With the plethora of shopping centers and retail districts along its borders, Loch Raven Village is easy to overlook.
"A lot of people hardly know it exists," said Ron Walker of Century 21.
"Unless people are traveling up and down Loch Raven Boulevard, they wouldn't see it. If people are traveling the Jones Falls, Perring Parkway or Charles Street to get in and out of the city, they would not be exposed to it."
The only sign that marks the neighborhood stands in the community garden, but the area's proximity to shopping districts, schools and churches make it appealing to "anyone," said Lois Dressel of Coldwell Banker Grempler Realty.
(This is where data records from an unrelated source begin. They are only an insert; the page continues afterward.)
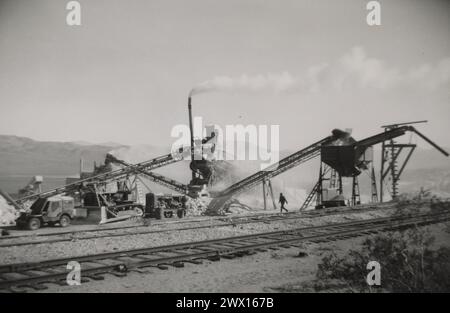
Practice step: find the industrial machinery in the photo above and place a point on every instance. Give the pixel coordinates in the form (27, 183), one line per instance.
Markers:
(349, 158)
(33, 186)
(52, 210)
(165, 205)
(263, 177)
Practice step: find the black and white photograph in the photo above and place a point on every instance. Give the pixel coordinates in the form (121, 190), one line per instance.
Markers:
(225, 154)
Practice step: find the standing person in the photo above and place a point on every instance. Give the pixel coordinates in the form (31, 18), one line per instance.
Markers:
(282, 201)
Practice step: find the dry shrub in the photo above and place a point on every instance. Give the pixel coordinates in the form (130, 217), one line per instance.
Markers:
(408, 264)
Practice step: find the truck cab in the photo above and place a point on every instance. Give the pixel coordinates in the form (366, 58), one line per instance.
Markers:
(53, 210)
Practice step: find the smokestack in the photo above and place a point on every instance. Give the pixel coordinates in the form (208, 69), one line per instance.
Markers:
(81, 166)
(191, 128)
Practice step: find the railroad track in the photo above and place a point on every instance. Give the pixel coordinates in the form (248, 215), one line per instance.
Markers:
(20, 277)
(67, 236)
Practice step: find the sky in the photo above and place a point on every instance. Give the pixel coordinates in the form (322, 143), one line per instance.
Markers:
(309, 66)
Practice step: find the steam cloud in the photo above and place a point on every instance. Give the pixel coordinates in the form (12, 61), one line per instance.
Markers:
(355, 69)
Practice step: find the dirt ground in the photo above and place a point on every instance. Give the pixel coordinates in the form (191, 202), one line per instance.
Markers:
(78, 247)
(272, 271)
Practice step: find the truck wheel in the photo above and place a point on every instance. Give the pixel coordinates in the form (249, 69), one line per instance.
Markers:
(34, 223)
(181, 213)
(159, 213)
(64, 221)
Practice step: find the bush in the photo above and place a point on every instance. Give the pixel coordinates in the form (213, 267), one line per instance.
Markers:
(408, 264)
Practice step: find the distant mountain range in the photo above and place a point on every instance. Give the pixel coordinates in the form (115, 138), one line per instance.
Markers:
(25, 156)
(21, 158)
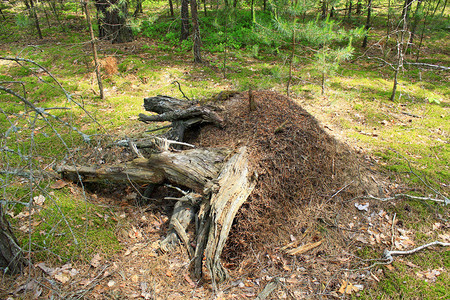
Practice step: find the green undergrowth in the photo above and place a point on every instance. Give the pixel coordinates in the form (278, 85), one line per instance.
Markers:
(68, 227)
(407, 137)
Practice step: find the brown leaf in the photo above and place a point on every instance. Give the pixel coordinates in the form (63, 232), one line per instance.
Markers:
(304, 248)
(61, 277)
(189, 280)
(95, 262)
(39, 200)
(59, 184)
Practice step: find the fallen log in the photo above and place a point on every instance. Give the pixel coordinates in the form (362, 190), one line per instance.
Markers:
(234, 185)
(189, 168)
(182, 114)
(219, 178)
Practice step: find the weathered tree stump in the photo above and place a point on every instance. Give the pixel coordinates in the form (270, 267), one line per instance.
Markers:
(219, 178)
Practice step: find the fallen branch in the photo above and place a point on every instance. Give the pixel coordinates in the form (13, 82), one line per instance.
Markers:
(399, 196)
(388, 256)
(428, 66)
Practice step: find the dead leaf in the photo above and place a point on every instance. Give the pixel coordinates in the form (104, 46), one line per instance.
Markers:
(39, 200)
(61, 277)
(410, 264)
(347, 288)
(364, 206)
(362, 239)
(189, 280)
(111, 283)
(47, 270)
(304, 248)
(95, 262)
(134, 233)
(59, 184)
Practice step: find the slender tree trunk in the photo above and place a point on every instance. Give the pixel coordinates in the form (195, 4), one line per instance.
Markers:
(184, 20)
(33, 14)
(171, 8)
(367, 27)
(138, 10)
(416, 19)
(444, 7)
(323, 83)
(112, 17)
(291, 63)
(196, 32)
(406, 8)
(52, 6)
(349, 13)
(225, 52)
(253, 12)
(324, 9)
(11, 254)
(400, 53)
(94, 50)
(358, 7)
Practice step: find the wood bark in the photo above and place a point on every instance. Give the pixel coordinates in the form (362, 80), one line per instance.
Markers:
(183, 115)
(112, 17)
(197, 41)
(94, 50)
(11, 255)
(184, 34)
(219, 178)
(189, 168)
(234, 184)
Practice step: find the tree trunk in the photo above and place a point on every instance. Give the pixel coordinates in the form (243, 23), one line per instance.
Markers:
(11, 255)
(112, 17)
(32, 9)
(220, 179)
(358, 7)
(94, 50)
(349, 13)
(184, 20)
(196, 31)
(171, 8)
(367, 27)
(138, 9)
(415, 22)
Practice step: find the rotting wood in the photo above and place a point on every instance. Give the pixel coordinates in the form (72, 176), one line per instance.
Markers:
(136, 171)
(190, 168)
(182, 113)
(235, 184)
(219, 178)
(183, 214)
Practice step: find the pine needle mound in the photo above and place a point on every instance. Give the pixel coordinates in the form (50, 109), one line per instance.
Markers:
(301, 170)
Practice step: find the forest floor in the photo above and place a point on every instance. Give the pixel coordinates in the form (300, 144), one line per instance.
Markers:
(399, 143)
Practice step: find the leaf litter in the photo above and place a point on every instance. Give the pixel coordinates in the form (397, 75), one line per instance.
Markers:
(305, 201)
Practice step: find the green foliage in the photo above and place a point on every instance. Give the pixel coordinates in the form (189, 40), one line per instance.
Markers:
(22, 20)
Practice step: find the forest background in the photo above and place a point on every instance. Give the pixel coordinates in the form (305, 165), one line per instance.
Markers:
(375, 73)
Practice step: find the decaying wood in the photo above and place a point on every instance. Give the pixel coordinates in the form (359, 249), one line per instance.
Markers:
(190, 168)
(136, 171)
(183, 214)
(182, 113)
(235, 184)
(219, 179)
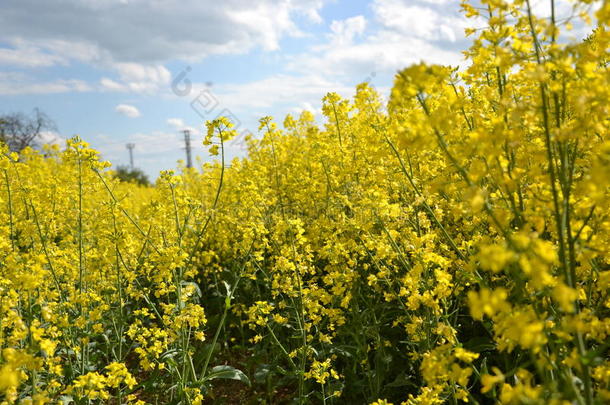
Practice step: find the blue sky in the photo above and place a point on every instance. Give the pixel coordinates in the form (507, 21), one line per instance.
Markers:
(110, 70)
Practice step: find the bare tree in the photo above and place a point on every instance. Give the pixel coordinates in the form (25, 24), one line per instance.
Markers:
(19, 130)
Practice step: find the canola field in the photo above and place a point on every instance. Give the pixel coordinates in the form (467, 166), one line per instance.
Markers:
(451, 246)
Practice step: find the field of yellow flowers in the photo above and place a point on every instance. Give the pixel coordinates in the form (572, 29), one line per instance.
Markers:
(450, 247)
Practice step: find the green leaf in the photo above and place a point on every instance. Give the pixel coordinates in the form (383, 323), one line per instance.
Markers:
(227, 372)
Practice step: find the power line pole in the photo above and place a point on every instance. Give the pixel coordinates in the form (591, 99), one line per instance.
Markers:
(130, 147)
(187, 147)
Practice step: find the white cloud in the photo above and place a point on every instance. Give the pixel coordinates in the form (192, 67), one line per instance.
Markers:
(344, 31)
(128, 110)
(29, 56)
(16, 83)
(179, 125)
(427, 22)
(152, 32)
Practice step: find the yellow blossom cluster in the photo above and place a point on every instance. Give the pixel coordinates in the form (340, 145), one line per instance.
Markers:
(450, 246)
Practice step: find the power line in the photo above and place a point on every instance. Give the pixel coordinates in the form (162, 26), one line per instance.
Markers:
(130, 147)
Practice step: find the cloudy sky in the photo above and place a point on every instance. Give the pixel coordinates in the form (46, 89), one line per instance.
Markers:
(139, 71)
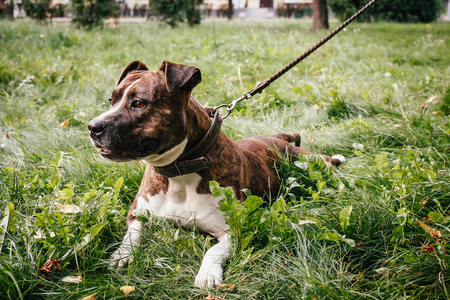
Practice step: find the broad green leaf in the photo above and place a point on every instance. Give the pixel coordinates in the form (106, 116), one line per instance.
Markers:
(344, 217)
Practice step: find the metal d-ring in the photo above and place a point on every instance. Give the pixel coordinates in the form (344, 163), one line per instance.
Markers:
(232, 105)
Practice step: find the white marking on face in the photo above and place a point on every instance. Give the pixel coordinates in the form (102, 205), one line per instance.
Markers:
(168, 157)
(117, 106)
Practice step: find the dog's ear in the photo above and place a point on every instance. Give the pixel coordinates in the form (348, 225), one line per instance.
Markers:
(132, 66)
(180, 77)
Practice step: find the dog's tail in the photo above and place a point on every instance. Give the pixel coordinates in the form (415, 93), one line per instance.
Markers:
(290, 138)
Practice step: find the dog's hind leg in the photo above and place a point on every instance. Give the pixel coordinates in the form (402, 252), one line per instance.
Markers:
(211, 270)
(334, 160)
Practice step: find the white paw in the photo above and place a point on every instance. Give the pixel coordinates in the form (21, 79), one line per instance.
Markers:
(120, 258)
(209, 275)
(340, 157)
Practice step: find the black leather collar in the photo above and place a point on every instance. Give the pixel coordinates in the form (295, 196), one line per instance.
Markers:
(194, 161)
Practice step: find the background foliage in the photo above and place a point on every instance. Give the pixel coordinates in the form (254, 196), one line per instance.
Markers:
(176, 11)
(378, 228)
(90, 13)
(405, 11)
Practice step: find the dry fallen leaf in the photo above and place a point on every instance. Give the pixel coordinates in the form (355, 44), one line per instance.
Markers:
(431, 231)
(226, 286)
(65, 123)
(126, 289)
(50, 265)
(90, 297)
(68, 208)
(72, 279)
(428, 248)
(40, 235)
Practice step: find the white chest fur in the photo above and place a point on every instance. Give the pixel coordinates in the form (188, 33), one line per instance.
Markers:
(185, 206)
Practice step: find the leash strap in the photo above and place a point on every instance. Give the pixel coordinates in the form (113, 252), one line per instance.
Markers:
(261, 86)
(193, 160)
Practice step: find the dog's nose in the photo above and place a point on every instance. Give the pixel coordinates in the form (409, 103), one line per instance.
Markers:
(96, 127)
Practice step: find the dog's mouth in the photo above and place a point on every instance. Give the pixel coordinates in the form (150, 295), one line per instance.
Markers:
(122, 156)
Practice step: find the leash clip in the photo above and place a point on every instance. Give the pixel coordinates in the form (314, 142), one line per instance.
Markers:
(232, 105)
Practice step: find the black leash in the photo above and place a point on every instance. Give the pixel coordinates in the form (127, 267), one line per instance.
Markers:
(261, 86)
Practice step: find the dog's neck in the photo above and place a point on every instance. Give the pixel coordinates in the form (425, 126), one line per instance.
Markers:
(200, 137)
(198, 124)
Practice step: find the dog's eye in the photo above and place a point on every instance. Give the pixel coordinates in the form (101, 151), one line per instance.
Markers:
(138, 104)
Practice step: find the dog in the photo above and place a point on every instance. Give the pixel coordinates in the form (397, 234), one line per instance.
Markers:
(153, 118)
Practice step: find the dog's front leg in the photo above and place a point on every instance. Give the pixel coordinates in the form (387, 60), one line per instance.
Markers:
(211, 270)
(123, 256)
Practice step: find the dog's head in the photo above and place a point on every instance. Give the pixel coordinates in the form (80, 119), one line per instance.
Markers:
(147, 114)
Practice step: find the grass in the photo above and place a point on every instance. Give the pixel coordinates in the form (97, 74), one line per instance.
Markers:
(365, 232)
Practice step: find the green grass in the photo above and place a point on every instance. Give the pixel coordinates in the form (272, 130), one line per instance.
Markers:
(354, 234)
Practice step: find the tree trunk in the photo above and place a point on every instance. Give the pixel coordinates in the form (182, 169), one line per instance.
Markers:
(320, 15)
(230, 9)
(2, 6)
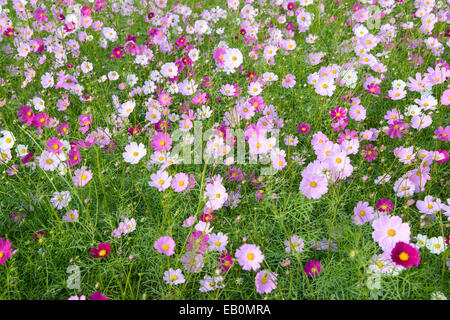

"For young professionals who work downtown and who don't want to drive, they can take the bus to work and be there quickly," Ms. Dressel said.
A majority of the village's homes have been remodeled over the years, but some may require minor cosmetic work such as replacing floor tiles. End-of-group houses tend to bring a higher sale price because they are larger, limited in number and more coveted.
"There might be a home that has not been updated and needs some work that will sell for $98,000," Mr. Walker said.